Jak postanowiliśmy tak też uczyniliśmy. Chłopcy udali się za kamienice, aby znaleźć liście orzechu włoskiego, natomiast ja i Patrycja wraz z panią Bytnar rozpoczęłyśmy przygotowania do akcji ratowania moich włosów.

ᴊᴀɴᴇᴋ

Wraz z Aleksym udaliśmy się za kamienice w poszukiwaniu jednego z składników płukanki. Dostaliśmy instrukcje od mojej mamy, że mają to być świeżo zerwane liście orzecha włoskiego lub zielone bądź brązowe łupki. Po sprawdzeniu okolicy na przyczajce podeszliśmy do drzewa.

- Ale to drzewo wysokie.- powiedziałem.
- Wszystko jest wyższe niż ty Rudzielcu. - zaśmiał się Aleksy.
- Ej ej! Ja nie jestem aż taki niski! - prychnąłem.
- Jesteś tak niski, że aby cię zobaczyć trzeba spojrzeć pod mikroskop! - powiedział Aleksy uśmiechając się cwanie.
- A ty jesteś taki wysoki, że zasłaniasz wszystkim widoczność!- odgryzłem się.

Po chwili usłyszeliśmy kogoś krzyk.

- Mieliście szukać liści, a nie cisnąć po sobie!- krzyknął damski głos.

Spojrzałem w okno od mojego mieszkania i ujrzałem w nim moją ukochaną. Jest taka słodka jak się złości.

- My właśnie mieliśmy je zbierać! Prawda Aleksy? - krzyknąłem.
- Ależ oczywiście! - również krzyknął Aleksy.
- Właśnie widzę! Macie 5 minut! - krzyknęła kasztanowłosa i zamknęła okno po czym zniknęła w odmętach mojego mieszkania.

Spojrzałem wymownie na Aleksego.

- Kto zbierze więcej liści ten wygrywa! - powiedziałem i zabrałem się do zbierania liści.
- Osz ty! - powiedział Aleksy i również zaczął zbierać liście.

Po chwili i ja i on mieliśmy w rękach garść liści.

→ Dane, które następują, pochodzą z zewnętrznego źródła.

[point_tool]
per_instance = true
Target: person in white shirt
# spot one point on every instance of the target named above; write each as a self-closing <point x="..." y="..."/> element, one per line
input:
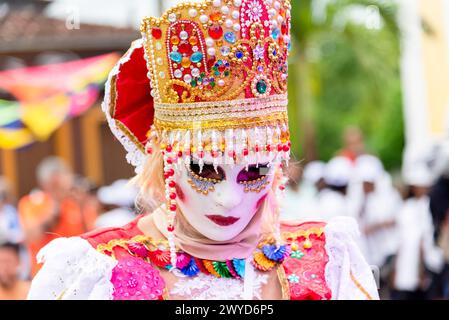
<point x="118" y="201"/>
<point x="333" y="200"/>
<point x="301" y="196"/>
<point x="376" y="204"/>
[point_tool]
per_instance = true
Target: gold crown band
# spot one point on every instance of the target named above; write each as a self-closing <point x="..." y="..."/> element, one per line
<point x="207" y="111"/>
<point x="272" y="119"/>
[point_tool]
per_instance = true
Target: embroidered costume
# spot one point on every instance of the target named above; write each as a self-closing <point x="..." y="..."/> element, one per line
<point x="206" y="83"/>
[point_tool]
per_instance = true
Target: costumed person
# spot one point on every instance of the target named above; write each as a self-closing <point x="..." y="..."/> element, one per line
<point x="209" y="135"/>
<point x="418" y="256"/>
<point x="301" y="194"/>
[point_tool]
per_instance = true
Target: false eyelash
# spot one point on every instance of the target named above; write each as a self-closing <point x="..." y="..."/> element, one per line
<point x="200" y="184"/>
<point x="255" y="185"/>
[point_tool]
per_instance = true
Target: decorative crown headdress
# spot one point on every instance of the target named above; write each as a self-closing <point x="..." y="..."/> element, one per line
<point x="207" y="78"/>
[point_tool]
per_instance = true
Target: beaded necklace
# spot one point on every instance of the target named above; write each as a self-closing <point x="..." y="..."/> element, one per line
<point x="267" y="256"/>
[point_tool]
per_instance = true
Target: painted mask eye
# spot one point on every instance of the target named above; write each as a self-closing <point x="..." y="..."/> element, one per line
<point x="254" y="179"/>
<point x="208" y="172"/>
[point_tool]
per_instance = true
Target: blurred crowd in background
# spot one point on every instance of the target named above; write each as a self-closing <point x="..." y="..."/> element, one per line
<point x="403" y="220"/>
<point x="382" y="65"/>
<point x="63" y="204"/>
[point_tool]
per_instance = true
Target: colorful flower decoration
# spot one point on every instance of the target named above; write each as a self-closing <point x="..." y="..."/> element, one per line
<point x="297" y="254"/>
<point x="134" y="279"/>
<point x="293" y="278"/>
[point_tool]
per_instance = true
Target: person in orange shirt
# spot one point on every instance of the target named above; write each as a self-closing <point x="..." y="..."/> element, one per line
<point x="56" y="209"/>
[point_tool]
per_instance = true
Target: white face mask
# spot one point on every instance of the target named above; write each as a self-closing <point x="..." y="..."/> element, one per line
<point x="223" y="213"/>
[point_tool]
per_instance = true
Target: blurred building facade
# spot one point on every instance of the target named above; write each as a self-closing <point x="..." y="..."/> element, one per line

- Proponuje remis panie Dawidowski.- powiedziałem trzymając w dłoniach liście.
- Niech ci będzie Rudzielcu.- powiedział uśmiechając się również trzymając garść liści w dłoniach.

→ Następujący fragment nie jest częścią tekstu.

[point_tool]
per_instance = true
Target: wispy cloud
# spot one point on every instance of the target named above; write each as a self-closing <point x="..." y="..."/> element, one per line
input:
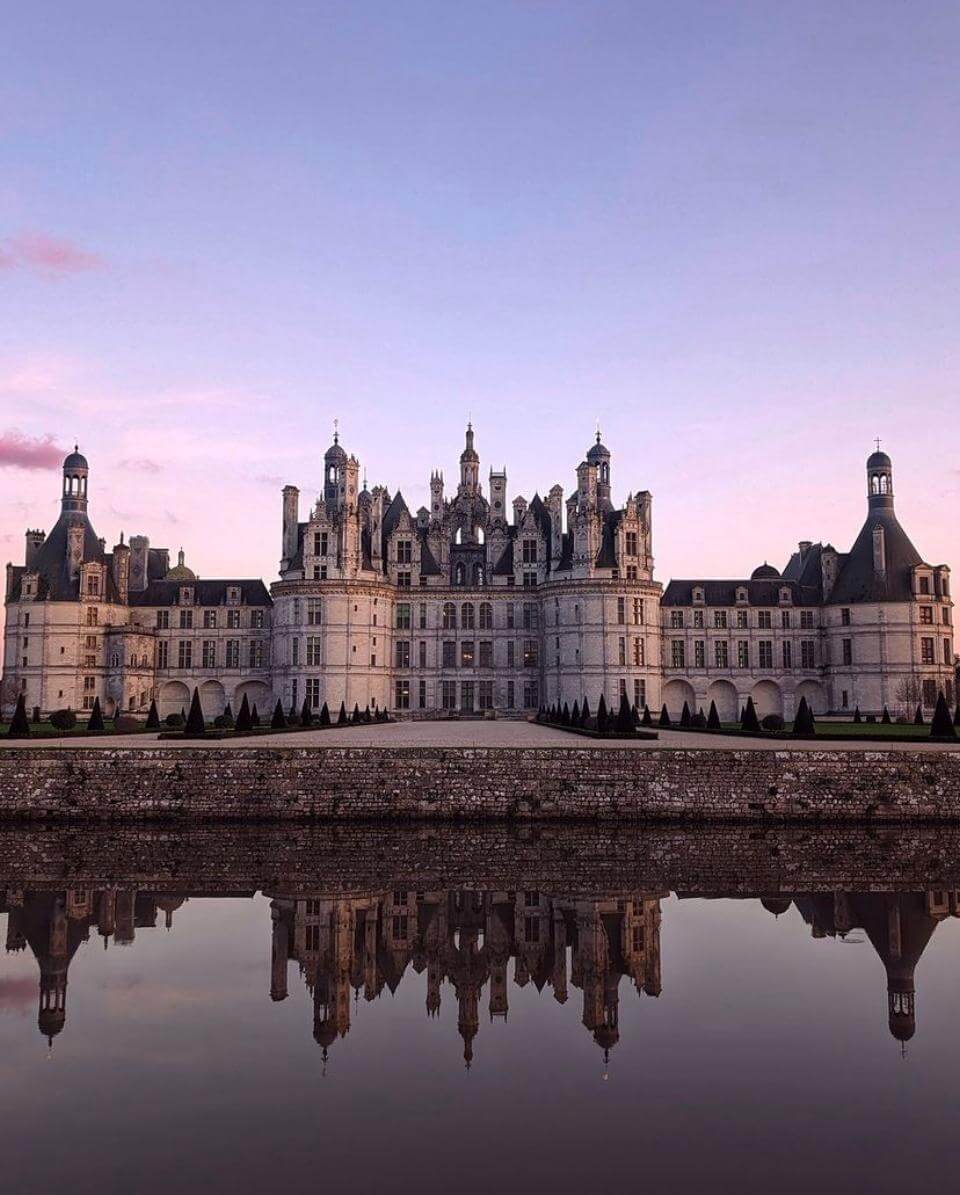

Razem z Alkiem zawsze ze sobą rywalizujemy oraz dokuczamy sobie na różny sposób. Jednak jesteśmy dla siebie jak bracia. Oboje byśmy wskoczyli za sobą w ogień.

- To co lecimy do domu?- zapytałem.
- Lecimy. - powiedział Dawidowski uśmiechając się.

Skierowaliśmy się w stronę mojego mieszkania. Wyszliśmy po schodach i dotarliśmy do miejsca docelowego. Otworzyliśmy drzwi i wkroczyliśmy do środka.

- Jesteśmy! - krzyknąłem na cały dom.

ᴍᴀʀᴄᴇʟɪɴᴀ

- Macie to o co prosiłam? - powiedziała z kuchni pani Bytnar.
- Oczywiście. - powiedział Alek i wraz z Jankiem weszli do kuchni, gdzie obecnie znajdowałam się wraz z Patrycją i mamą Janka.
- Świetnie. Dziękuję wam.- powiedziała pani Zdzisia uśmiechając się.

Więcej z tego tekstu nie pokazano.